Secondly, there are levels of confusion about the extent to which respect for different cultures involves tolerating the assumption, in many traditional moral codes, that a raped woman has suffered an irreversible disaster, and is doomed to suffer a worse punishment than her attacker, including complete social ostracism and possible death. There is nothing in the creed of any major faith, or in any culture worth the name, that makes it right to punish the victim of a crime rather than the perpetrator. The code of honour under which poor Lucrece feels her only remaining option is suicide, following her rape, amounts to oppressive patriarchal superstition; and it is one of the main tasks of civilisation and enlightenment – and of women campaigning together everywhere – to challenge those superstitions, and strike them down.

Thirdly, we have the phenomenon of rape-talk as part of the western backlash against feminism; the feeling, among some men, that women have got above themselves in recent decades, and need to be slapped back into their place. This is the culture that informs some of the jokes about rape – often found hilarious by audiences – that women stand-up comics in Edinburgh this week asked their male colleagues to stop making. It informs the tidal wave of violent internet porn which, in a culture short of real erotic tenderness, increasingly encourages young men – and girls too – to make a pathological and dangerous link between sexual excitement and violence; and it helps shape the archaic sexual politics of the extreme social and “religious” right, as represented this week by the hapless Congressman Akin.

And somewhere behind it all, perhaps, we have the culture of destructive pessimism about human nature that has been marching across western thought since the early 1980s, driven by a grim biological determinism about gender differences. Yet the whole story of our species – in so far as it contains any drama or interest – is about our struggle to be something better than that. Of course, we are the species who rape and lie about rape, who kill and compete, and who sometimes grab colossal wealth for ourselves, when we can.

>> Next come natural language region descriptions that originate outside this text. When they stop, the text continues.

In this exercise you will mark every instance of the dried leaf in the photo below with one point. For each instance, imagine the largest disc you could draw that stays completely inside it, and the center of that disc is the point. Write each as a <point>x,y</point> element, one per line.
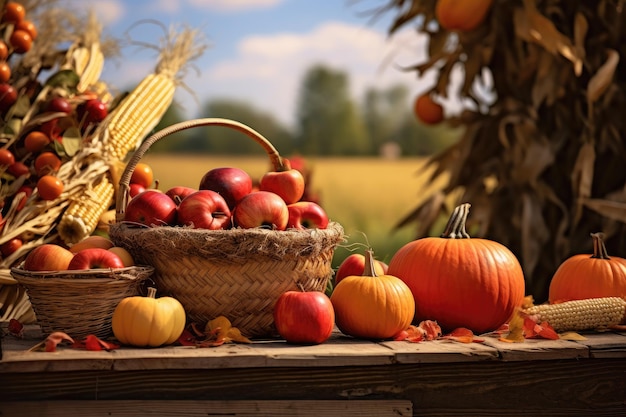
<point>581,26</point>
<point>609,209</point>
<point>572,336</point>
<point>516,329</point>
<point>51,342</point>
<point>534,231</point>
<point>582,177</point>
<point>94,343</point>
<point>532,26</point>
<point>462,335</point>
<point>426,330</point>
<point>603,78</point>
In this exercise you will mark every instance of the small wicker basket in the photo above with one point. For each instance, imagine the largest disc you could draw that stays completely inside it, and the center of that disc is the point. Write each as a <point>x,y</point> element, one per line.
<point>79,302</point>
<point>237,273</point>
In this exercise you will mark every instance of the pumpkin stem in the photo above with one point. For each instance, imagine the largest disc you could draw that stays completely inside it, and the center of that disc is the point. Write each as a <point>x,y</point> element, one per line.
<point>599,248</point>
<point>369,270</point>
<point>455,229</point>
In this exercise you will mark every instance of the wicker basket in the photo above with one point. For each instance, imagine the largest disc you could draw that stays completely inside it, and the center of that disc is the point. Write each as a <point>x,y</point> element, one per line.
<point>80,302</point>
<point>237,273</point>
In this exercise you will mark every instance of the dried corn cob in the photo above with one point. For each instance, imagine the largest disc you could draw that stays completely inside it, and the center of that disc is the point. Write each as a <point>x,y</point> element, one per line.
<point>139,113</point>
<point>588,314</point>
<point>83,214</point>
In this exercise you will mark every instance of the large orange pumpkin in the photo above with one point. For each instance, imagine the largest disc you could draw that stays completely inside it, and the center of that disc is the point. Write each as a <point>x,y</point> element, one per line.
<point>461,15</point>
<point>589,276</point>
<point>460,281</point>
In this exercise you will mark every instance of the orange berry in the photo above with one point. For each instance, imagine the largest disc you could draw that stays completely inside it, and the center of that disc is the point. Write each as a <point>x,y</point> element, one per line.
<point>49,187</point>
<point>427,110</point>
<point>36,141</point>
<point>13,12</point>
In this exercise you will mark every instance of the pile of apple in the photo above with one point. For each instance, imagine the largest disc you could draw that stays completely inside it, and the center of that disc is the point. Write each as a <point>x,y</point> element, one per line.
<point>93,252</point>
<point>226,198</point>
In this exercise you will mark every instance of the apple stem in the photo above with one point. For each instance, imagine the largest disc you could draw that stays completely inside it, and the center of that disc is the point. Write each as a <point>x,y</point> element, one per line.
<point>151,292</point>
<point>369,270</point>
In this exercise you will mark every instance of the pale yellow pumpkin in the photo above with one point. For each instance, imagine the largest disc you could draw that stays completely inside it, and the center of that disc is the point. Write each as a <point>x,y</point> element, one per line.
<point>148,321</point>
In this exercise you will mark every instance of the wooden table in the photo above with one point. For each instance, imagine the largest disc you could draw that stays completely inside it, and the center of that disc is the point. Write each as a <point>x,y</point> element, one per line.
<point>342,377</point>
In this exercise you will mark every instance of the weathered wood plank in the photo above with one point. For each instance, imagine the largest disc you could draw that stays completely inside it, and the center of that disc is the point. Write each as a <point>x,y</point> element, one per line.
<point>303,408</point>
<point>538,387</point>
<point>538,349</point>
<point>605,345</point>
<point>441,351</point>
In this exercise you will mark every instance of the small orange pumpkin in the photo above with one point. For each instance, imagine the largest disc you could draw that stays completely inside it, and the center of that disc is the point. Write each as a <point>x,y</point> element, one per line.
<point>461,15</point>
<point>371,306</point>
<point>583,276</point>
<point>460,281</point>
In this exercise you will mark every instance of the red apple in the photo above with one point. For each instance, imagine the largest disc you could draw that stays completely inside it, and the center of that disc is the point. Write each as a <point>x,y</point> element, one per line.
<point>179,192</point>
<point>355,265</point>
<point>261,209</point>
<point>288,184</point>
<point>304,317</point>
<point>95,258</point>
<point>48,257</point>
<point>307,215</point>
<point>135,188</point>
<point>10,246</point>
<point>152,208</point>
<point>231,183</point>
<point>204,209</point>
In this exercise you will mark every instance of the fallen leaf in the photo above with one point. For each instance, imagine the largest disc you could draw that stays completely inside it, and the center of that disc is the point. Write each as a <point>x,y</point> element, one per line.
<point>94,343</point>
<point>51,342</point>
<point>462,335</point>
<point>516,329</point>
<point>216,332</point>
<point>431,329</point>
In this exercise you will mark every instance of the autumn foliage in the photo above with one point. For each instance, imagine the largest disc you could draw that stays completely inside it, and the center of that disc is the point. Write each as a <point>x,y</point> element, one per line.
<point>542,154</point>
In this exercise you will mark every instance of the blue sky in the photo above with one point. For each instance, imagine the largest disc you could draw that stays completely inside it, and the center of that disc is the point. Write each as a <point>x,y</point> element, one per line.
<point>260,49</point>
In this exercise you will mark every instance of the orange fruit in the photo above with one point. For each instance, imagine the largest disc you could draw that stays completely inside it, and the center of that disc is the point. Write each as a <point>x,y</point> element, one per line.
<point>427,110</point>
<point>49,187</point>
<point>461,15</point>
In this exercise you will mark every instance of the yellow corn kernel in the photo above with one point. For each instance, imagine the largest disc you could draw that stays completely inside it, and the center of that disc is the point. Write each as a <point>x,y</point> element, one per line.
<point>577,315</point>
<point>83,214</point>
<point>138,113</point>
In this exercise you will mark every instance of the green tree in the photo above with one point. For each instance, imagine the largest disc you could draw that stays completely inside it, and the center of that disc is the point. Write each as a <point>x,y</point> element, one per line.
<point>389,119</point>
<point>328,120</point>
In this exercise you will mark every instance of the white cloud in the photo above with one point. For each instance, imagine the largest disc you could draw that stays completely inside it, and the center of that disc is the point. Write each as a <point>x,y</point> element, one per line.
<point>234,5</point>
<point>108,11</point>
<point>267,70</point>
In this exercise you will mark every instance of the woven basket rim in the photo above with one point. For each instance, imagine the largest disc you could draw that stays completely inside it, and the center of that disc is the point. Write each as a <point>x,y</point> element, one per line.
<point>230,245</point>
<point>128,273</point>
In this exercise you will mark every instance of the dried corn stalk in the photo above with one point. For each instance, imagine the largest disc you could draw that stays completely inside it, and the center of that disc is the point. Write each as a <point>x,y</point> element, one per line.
<point>545,145</point>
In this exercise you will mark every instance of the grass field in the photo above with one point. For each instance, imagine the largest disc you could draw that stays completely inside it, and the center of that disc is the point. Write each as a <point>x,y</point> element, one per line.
<point>367,196</point>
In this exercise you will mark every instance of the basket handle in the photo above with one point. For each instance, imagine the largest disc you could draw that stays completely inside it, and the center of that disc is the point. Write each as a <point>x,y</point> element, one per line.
<point>278,163</point>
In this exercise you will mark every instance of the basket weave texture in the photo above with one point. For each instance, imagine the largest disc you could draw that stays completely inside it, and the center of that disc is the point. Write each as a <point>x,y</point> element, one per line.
<point>80,302</point>
<point>236,273</point>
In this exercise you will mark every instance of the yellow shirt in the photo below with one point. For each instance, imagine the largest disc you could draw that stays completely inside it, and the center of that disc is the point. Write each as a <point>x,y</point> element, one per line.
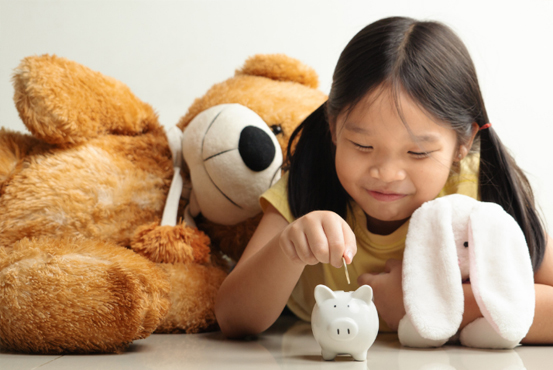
<point>372,250</point>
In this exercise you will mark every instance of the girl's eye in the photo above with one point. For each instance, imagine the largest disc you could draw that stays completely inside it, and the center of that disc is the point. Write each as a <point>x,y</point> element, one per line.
<point>420,155</point>
<point>362,148</point>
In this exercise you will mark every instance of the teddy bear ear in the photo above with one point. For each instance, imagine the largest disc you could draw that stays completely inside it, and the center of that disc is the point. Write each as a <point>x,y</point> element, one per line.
<point>279,67</point>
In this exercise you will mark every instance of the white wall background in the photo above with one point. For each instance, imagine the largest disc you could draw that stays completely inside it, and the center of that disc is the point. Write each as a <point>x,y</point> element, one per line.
<point>170,52</point>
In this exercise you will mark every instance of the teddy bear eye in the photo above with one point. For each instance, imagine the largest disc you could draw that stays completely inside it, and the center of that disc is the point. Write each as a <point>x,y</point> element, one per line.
<point>277,129</point>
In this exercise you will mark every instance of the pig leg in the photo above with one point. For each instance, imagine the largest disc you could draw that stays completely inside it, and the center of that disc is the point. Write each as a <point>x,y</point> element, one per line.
<point>328,355</point>
<point>360,356</point>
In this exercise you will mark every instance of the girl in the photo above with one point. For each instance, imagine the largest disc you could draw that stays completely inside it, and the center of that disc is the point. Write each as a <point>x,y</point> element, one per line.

We are also the species, though, that has constructed civil societies in which wrongs can be righted, equality advanced, and justice done; and in which millions of fortunate women – of whom I count myself one – can live out their lives in freedom, without fear of assault or abuse. In the subtitle of her wonderful Mies Julie, the South African writer Yael Farber talks of “restitution of body and soul” following the multiple abuses of apartheid, often written on the bodies of suffering men and women.

To achieve that, though, we have to believe in our continuing capacity to build societies worth living in; and we have to reject the cynicism and lies of those who say that our efforts are futile. In The Rape Of Lucrece, Shakespeare dedicates more than half of the poem to Lucrece’s long argument with herself about how she should respond to the violence she has suffered; and he does this not because he is a theorist about women’s rights. He does it because he knows, in his truth-telling poet’s soul, that Lucrece is a complete person, subtle, intelligent, and as full of thought, integrity and questioning as any man; and that she deserves to be heard speaking her truth down the ages, in the kind of voice that can change lives, and perhaps begin to change worlds.